Obecnie w Ukrainie zaminowanych jest 5,6 miliona hektarów pól: to tyle, co całe obwody odeski i chmielnicki razem wzięte. Jeśli tych ziem się nie oczyści, rolnicy mogą tracić ponad 11 miliardów dolarów rocznie – informuje Ogólnoukraińska Rada Rolnicza.
Igor też słyszał te dane. Ale o swoich stratach mówi w prostszych słowach: „Zaczęliśmy wszystko od zera. Nawet domu nie było”.
Powrót na zgliszcza
Igor wrócił do Dowheńke pod koniec września 2022 roku. Jako pierwszy z mieszkańców wsi. Przed nim nie przeprowadzono nawet rozminowywania humanitarnego. Wynajął rodzinie mieszkanie w sąsiednim Iziumie, a sam z ojcem zaczął odbudowywać gospodarstwo.
„Na początku mieszkaliśmy w piwnicy. Nie było światła, nie było wody, nie było nic – tylko resztki czołgów i pocisków” – mówi Igor, wskazując na prowizoryczne wysypisko za pozostałościami jego dawnego domu. Leżą tam zardzewiałe „marchewki” rozebranych pocisków. Wokół pełno drewnianych skrzyń po pociskach z wyrzutni Grad z rosyjskimi napisami: „Zamawiający: Ministerstwo Obrony Federacji Rosyjskiej”. Pomysłowy Igor postanowił, że to właśnie te skrzynie posłużą za ściany jego nowego domu.

„Do skrzynek wkładałem styropian (działa jako izolacja), skręcałem je i zalewałem pianą montażową. Z nich zrobiłem ściany jak z cegieł” – mówi mężczyzna, wchodząc po schodach budynku. W ciągu dwóch lat razem z ojcem zbudowali dwupiętrowy dom z kilkoma pokojami. Prosty i może niezbyt przytulny. Wewnątrz jest jednak ciepło, są woda i prąd.
Ogrzewanie Igor zrobił z pieca na drewno, do którego podłączył rury wykonane z tub po pociskach przeciwpancernych. „Wody nie było, wszystko było zniszczone. To wywierciłem studnię. Wiertło zrobiłem z pocisku do uragana, bo jest wytrzymały. Taki mamy tu materiał budowlany” – uśmiecha się mężczyzna.
Gdy pojawiła się woda i ogrzewanie, do domu z Iziumu przeprowadziła się matka Igora. Jednak mężczyzna nadal boi się przywieźć do Dowheńke swoje dzieci – wciąż jest tu zbyt niebezpiecznie. „Ludzie ciągle tu giną na minach. Niedawno nasi wojskowi przyjeżdżali, żeby je zabrać. Pozgarniali te na powierzchni, ale pod nimi była jeszcze jedna warstwa. 75 min przeciwpancernych na 1,5 hektara ziemi. Chłopaki załadowali kilka na pickupa, ruszyli i najechali na kolejną minę. W efekcie – pięciu rannych. To ja ich wyciągałem, zakładałem opaski uciskowe, wzywałem karetkę” – mówi zwyczajnie. Wybuchy stały się już częścią jego życia.
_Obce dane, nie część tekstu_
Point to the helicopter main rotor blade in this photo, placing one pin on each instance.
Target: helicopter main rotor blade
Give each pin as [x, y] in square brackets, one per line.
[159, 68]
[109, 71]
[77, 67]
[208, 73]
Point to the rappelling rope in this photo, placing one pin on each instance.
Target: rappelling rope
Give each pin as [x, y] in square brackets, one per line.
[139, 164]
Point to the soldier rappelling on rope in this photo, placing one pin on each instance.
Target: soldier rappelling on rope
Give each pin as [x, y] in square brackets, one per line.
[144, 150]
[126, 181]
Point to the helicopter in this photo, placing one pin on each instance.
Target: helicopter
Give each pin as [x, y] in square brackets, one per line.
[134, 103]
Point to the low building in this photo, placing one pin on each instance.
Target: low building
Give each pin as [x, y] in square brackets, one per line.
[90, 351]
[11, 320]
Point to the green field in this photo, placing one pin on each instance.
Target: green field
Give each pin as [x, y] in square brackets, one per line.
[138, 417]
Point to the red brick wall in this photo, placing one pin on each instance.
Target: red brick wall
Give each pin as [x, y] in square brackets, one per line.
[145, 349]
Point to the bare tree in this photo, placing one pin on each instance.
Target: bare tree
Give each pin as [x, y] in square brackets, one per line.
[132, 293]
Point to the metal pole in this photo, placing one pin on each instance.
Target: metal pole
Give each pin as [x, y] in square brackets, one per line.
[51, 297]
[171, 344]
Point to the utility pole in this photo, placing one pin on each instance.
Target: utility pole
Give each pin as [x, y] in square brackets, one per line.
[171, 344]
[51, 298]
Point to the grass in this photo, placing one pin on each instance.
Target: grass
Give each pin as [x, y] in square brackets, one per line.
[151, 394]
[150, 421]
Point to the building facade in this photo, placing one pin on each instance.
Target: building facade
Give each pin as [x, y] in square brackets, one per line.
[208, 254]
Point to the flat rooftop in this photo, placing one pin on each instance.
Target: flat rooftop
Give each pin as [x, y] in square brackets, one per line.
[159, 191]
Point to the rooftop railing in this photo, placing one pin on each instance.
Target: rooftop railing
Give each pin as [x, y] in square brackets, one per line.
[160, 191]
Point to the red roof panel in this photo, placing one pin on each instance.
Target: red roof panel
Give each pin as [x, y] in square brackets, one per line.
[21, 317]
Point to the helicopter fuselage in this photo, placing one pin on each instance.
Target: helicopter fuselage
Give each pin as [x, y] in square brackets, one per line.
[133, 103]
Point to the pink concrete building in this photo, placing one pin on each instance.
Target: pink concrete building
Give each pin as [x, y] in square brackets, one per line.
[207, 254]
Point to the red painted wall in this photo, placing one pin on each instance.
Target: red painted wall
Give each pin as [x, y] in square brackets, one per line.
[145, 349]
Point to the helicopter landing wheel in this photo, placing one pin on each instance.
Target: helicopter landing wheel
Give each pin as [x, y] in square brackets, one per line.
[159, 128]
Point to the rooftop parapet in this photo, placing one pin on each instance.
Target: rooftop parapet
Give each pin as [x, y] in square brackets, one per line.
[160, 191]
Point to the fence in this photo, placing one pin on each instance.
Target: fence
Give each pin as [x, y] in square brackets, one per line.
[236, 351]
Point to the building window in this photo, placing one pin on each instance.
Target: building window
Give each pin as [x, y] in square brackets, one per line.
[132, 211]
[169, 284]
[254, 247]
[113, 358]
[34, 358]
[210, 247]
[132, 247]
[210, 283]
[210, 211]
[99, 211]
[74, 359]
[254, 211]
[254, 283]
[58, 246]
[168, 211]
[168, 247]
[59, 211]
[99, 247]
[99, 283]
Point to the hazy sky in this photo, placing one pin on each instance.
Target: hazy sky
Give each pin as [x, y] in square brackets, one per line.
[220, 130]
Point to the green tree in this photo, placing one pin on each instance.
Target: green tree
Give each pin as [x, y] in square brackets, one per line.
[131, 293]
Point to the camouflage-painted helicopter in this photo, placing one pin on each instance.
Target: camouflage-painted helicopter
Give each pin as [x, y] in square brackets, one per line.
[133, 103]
68-letnia Natalia, matka Igora, cieszy się z powrotu do domu, ale mówi, że jej życie ogranicza się dziś do ogródka, zagrody z baranami, które znów hodują, i kilku metrów ulicy. „Już trzy lata nie byłam na grobie rodziców. Na cmentarz jest kilka minut piechotą, ale wszystko tam jest zaminowane. Kiedy znów zobaczę nasz piękny sosnowy las – nawet nie wiem. Tam też są tylko miny” – mówi kobieta i idzie nakarmić dwa duże kudłate psy, które rodzina przygarnęła po powrocie. Na horyzoncie słychać wybuchy, a psy od razu chowają się do bud, zapominając o świeżym jedzeniu.

Droga samuraja
Walki w Donbasie przypominają o sobie także tutaj, w Dowheńke. Igor boi się, czy znowu nie straci tego, co z takim trudem stara się odbudować. „Moje gospodarstwo nazywa się KIA-KAM. To tak naprawdę moje inicjały i ojca, ale brzmi trochę jak po japońsku” – uśmiecha się i dodaje, że jest jak ten przysłowiowy samuraj, który nie ma przed sobą celu, tylko drogę. Ale żartuje, bo cel jednak ma. Chce, by historia Dowheńke – wsi, w której żyło wiele pokoleń jego rodziny – nie zakończyła się na nim.
Przypis:
[1] Według danych ONZ Ukraina jest obecnie najbardziej zaminowanym krajem na świecie, i potencjalnie 23 procent powierzchni kraju jest narażone na skażenie minami lądowymi i niewybuchami [przyp. red.].